Background: The pathogenesis of depression is related to the NOD-like receptor protein 3 (NLRP3) inflammasome activation and low level of mitophagy. In traditional Chinese medicine, Paeonia lactiflora Pall is a common herb as a possible treatment for depression. As a main and active constituent of P. lactiflora Pall, paeoniflorin (PF) s mechanisms of antidepression effects are not evidently unstated. Therefore, this study intended to explore whether PF can prevent depression-like behavior by conquering NLRP3 inflammasome activation and whether PF prevents NLRP3 inflammasome activation via upregulating mitophagy. Materials and Methods: Ten of a total of 50 rats were selected randomly as the control group. After establishment of the chronic unpredictable mild stress (CUMS) model, CUMS rats were randomly divided into four groups: CUMS group, fluoxetine hydrochloride group, PF group, and PF + cyclosporine A group. After 3 weeks of drug involvement, behavioral tests were measured.

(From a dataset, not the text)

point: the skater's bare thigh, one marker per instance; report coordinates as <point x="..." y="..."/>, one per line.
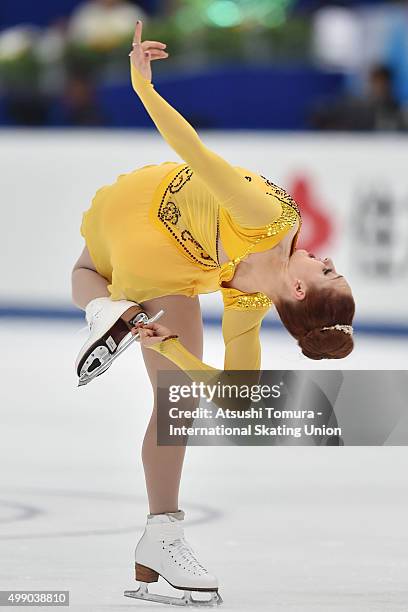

The protein expressions of PINK-1, Parkin, Beclin-1, LC3B, NLRP3, apoptosis-associated speck-like protein containing CARD (ASC), caspase-1 p20, interleukin-1β (IL-1β), and IL-18 were spotted with Western Blot method. Results: PF upturned stress persuaded behavioral changes and PF treatment augmented sucrose consumption rates (P < 0.01) in sucrose preference test and reduced the immobility time (P < 0.01) in forced swimming test of CUMS rats. PF also improved the levels of mitophagy-related proteins PINK-1, Parkin, Beclin-1, and LC3B (P < 0.01) in the hippocampus. Moreover, PF decreased the levels of NLRP3 inflammasome-related proteins (NLRP3, ASC, caspase-1 p20 antibody, IL-1β, and IL-18 [P < 0.01]) tempted by stress. Conclusion: PF advances depression in CUMS rats, reduced the inflammatory injury in the hippocampus of CUMS rats. Hence, based on those facts, NLRP3 inflammasome activation is accomplished by inhibiting its effect on mitophagy.